Eine der subtilsten Komponenten von Sokrates‘ Erklärung für den Hass, den er erregt hat, ist sein Hinweis, dass die Menschen die Scham verbergen, die sie empfinden, wenn sie seinen zerstörerischen Argumenten nicht widerstehen können. Sein Ruf als Verderber der Jugend und als Sophist und Atheist wird aufrechterhalten, weil er den Menschen eine scheinbar vernünftige Erklärung für ihren Hass auf ihn liefert. Niemand wird sagen: „Ich hasse Sokrates, weil ich seine Fragen nicht beantworten kann und er mich vor den jungen Leuten dumm aussehen lässt.“ Stattdessen verbergen die Menschen ihre Scham und die wahre Quelle ihres Zorns, indem sie den allgemeinen Eindruck aufgreifen, dass er die Art von Philosoph ist, die die traditionelle Religion in Zweifel zieht und den Menschen rhetorische Tricks beibringt, mit denen man schlechte Argumente gut aussehen lassen kann. Diese Möglichkeiten, die Quelle ihres Hasses zu verbergen, sind umso wirkungsvoller, als sie zumindest ein Körnchen Wahrheit enthalten. Sokrates ist, wie sowohl Platon als auch Xenophon bestätigen, ein Mann, der es liebt, zu argumentieren: in dieser Hinsicht ist er wie ein Sophist. Und seine Auffassung von Frömmigkeit, wie sie sich in seiner Verehrung des delphischen Orakels zeigt, ist höchst unorthodox: In dieser Hinsicht gleicht er denen, die die Existenz der Götter leugnen.
Sokrates glaubt, dass dieser Hass, dessen wahre Quelle für die Menschen so schmerzlich zu erkennen ist, eine entscheidende Rolle dabei gespielt hat, Meletus, Anytus und Lykon dazu zu bringen, vor Gericht gegen ihn aufzutreten; er macht es auch vielen Geschworenen so schwer, anzuerkennen, dass er die höchsten Motive hat und seiner Stadt einen großen Dienst erwiesen hat. Aristophanes‘ Spott über Sokrates und die juristische Anklage gegen ihn hätte unmöglich zu seinem Prozess oder seiner Verurteilung führen können, wenn nicht etwas in einer großen Anzahl seiner Athener Mitbürger wäre, das ihn loswerden wollte. Dies ist ein Thema, auf das Sokrates mehrmals zurückkommt. An einer Stelle vergleicht er sich selbst mit einer Bremse, die vom Gott beauftragt wurde, ein großes und träges Pferd zu bewegen.
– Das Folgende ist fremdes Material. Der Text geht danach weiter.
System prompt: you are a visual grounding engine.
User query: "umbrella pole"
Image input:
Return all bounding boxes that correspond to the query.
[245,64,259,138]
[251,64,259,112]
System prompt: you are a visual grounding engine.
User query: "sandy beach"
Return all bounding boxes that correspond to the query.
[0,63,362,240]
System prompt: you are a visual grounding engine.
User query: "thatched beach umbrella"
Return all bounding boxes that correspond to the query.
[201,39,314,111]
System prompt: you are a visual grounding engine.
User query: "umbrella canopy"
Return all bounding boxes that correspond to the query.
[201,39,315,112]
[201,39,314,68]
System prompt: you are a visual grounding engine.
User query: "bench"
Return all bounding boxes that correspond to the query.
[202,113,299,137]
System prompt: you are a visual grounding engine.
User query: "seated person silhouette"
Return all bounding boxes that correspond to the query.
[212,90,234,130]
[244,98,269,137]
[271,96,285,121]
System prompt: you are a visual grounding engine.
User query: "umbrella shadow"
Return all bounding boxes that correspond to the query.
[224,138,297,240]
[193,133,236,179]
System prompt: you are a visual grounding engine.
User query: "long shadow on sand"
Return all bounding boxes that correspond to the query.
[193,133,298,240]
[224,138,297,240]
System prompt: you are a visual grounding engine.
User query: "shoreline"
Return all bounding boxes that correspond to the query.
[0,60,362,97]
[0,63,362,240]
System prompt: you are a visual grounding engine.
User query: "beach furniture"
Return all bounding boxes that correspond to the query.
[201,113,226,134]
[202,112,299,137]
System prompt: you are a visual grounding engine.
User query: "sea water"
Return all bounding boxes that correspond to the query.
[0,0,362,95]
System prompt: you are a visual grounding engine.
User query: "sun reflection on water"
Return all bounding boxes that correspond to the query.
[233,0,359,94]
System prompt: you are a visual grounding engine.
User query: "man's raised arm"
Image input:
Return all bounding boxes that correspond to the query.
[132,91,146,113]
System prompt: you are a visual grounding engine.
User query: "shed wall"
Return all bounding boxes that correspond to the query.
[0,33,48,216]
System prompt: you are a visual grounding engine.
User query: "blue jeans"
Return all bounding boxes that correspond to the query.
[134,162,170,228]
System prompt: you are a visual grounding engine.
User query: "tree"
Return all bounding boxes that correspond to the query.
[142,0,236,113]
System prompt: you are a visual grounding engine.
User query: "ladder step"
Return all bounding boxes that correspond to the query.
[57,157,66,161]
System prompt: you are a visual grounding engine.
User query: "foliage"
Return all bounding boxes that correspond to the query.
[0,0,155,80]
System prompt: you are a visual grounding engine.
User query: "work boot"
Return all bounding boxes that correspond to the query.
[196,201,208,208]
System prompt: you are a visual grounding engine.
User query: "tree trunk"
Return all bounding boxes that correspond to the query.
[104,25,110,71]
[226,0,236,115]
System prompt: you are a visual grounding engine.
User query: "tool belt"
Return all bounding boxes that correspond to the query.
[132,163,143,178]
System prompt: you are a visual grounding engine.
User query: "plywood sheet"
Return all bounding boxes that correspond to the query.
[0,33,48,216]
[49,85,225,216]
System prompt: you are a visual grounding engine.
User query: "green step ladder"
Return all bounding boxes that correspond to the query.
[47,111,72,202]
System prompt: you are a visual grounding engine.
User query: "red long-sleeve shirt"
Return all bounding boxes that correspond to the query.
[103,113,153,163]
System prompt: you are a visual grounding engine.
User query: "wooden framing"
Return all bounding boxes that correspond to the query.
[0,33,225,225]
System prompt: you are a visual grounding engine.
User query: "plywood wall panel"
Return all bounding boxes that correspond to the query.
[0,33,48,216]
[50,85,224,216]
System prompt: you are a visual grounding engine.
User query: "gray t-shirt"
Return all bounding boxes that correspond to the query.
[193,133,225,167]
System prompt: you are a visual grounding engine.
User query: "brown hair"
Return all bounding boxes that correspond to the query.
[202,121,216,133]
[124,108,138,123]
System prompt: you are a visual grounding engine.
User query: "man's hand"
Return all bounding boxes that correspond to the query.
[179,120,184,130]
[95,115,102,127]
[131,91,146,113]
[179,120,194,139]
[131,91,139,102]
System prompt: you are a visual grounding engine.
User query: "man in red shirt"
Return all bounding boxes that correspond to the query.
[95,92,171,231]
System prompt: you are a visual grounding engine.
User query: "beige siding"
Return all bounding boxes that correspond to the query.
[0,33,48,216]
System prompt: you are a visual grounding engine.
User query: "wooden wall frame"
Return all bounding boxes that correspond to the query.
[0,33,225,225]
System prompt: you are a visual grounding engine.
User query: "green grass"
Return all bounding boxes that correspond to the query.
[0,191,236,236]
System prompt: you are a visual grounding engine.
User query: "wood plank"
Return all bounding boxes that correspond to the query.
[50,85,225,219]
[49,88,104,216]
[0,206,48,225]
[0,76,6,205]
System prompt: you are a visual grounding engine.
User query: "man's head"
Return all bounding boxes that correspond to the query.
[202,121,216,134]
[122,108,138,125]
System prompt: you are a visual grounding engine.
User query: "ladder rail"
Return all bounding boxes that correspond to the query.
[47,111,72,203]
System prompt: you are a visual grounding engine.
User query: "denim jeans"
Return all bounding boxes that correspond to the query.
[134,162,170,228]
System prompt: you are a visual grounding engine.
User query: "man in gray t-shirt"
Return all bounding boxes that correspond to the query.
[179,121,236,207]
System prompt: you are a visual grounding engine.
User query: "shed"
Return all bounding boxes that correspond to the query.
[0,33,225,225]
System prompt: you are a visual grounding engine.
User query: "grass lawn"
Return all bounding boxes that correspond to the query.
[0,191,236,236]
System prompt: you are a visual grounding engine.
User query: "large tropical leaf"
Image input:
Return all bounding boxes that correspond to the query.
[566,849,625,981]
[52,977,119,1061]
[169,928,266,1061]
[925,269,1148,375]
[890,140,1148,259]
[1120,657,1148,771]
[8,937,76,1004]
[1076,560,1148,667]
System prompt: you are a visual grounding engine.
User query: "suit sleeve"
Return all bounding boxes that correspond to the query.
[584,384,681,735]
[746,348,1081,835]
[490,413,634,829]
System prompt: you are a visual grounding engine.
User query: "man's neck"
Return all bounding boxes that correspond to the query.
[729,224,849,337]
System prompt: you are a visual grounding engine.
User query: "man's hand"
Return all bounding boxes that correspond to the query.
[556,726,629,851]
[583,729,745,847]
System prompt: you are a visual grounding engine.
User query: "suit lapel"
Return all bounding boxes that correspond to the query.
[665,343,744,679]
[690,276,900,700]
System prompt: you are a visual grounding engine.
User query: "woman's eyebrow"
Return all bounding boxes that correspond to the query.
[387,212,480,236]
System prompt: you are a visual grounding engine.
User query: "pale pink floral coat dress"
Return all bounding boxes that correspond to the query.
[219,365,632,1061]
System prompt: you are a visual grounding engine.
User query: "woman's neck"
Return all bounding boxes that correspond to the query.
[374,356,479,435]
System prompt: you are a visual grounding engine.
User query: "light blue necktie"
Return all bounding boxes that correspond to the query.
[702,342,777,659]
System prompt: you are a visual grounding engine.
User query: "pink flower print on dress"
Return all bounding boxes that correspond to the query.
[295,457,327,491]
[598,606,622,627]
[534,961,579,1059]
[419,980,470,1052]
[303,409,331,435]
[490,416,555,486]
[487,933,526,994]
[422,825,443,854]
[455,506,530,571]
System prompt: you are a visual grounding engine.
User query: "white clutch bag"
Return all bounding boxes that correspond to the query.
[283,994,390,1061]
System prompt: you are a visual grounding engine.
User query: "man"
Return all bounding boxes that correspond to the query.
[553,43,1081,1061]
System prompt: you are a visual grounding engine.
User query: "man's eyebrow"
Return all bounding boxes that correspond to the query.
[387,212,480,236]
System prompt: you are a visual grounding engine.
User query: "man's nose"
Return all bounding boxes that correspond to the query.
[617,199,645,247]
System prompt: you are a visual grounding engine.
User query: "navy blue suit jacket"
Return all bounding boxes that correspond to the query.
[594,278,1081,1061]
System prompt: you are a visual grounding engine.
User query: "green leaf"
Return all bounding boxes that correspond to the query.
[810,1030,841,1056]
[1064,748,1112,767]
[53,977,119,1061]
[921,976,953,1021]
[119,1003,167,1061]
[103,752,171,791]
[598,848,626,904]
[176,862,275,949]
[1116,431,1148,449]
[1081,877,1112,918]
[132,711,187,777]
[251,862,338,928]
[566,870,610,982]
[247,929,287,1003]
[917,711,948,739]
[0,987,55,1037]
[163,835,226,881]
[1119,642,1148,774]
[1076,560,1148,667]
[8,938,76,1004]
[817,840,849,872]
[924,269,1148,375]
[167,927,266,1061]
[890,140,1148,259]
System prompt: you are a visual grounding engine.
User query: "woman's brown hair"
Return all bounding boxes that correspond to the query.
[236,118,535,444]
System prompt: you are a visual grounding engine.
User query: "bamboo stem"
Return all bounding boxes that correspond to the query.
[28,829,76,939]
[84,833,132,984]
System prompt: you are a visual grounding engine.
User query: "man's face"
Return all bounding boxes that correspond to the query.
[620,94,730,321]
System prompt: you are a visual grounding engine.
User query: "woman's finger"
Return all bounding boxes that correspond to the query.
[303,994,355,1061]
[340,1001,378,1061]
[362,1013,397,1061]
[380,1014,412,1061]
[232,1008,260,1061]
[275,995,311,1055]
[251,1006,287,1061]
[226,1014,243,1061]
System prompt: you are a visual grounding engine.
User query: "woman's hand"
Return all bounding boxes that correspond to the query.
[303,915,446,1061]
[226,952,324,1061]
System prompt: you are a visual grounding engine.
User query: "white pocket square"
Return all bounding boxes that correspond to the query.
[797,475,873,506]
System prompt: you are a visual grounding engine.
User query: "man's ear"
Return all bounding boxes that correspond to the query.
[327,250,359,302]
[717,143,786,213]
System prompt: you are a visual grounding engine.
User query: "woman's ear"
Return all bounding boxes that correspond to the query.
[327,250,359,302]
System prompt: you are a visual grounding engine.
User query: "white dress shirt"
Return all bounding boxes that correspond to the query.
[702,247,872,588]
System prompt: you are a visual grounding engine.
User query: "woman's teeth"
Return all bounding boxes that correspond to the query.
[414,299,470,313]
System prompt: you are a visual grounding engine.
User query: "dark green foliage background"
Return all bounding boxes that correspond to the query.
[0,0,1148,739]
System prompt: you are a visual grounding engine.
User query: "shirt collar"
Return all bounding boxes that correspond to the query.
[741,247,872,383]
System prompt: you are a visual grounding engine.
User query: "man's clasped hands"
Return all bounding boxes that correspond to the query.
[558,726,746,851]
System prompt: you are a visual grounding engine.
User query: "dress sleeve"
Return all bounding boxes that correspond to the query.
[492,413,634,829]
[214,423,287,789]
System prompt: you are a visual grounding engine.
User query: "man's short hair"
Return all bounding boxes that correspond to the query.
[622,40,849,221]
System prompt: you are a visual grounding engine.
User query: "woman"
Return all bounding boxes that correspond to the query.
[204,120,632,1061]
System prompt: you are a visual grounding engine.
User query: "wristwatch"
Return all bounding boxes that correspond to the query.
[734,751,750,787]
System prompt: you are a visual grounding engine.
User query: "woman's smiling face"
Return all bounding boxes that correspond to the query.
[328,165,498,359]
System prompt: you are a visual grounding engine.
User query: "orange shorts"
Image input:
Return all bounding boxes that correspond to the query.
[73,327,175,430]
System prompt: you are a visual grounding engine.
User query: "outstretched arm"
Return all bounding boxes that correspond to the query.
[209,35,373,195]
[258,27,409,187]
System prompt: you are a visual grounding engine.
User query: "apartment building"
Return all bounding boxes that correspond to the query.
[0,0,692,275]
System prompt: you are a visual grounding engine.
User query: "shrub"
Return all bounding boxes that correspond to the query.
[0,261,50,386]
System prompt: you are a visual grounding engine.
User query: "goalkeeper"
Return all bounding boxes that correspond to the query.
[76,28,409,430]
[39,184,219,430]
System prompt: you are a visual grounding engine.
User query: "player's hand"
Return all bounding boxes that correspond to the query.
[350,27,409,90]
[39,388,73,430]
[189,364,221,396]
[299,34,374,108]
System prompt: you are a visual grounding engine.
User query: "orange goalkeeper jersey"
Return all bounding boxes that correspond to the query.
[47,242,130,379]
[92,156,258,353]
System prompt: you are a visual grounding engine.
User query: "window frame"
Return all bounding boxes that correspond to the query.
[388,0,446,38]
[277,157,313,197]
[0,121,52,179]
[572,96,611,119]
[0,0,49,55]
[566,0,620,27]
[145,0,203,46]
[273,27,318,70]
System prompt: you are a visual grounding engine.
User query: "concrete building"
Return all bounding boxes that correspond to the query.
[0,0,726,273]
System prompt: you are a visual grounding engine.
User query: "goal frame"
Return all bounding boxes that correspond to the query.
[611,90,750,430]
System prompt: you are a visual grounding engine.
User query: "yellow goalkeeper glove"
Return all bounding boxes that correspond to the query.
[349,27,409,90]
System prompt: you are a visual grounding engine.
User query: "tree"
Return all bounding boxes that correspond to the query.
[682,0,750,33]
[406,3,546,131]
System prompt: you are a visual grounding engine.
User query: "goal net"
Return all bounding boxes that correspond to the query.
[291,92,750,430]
Man beachte, was dies impliziert: Der Biss der Fliege kann nichts anderes als schmerzhaft sein, und es ist nur natürlich, dass das Pferd nichts lieber möchte, als sie zu töten. Nachdem die Geschworenen für die Todesstrafe gestimmt haben, sagt Sokrates ihnen, dass ihr Motiv der Wunsch gewesen sei, eine Verteidigung ihres Lebens zu vermeiden. Irgendetwas in den Menschen sträubt sich gegen die Selbstprüfung: Sie wollen keine tiefen Fragen über sich selbst beantworten, und sie hassen diejenigen, die sie dazu drängen, dies nicht oder nur schlecht zu tun. Im Grunde denkt Sokrates, dass alle Menschen, außer einigen wenigen, sich gegen diejenigen wehren werden, die versuchen, ernsthafte moralische Reflexion in ihnen anzuregen. Deshalb glaubt er, dass sein Prozess nicht nur das Ergebnis zufälliger Ereignisse ist – ein bloßes Missverständnis, das durch das Werk eines populären Dramatikers verursacht wurde -, sondern das Ergebnis psychologischer Kräfte, die tief in der menschlichen Natur liegen.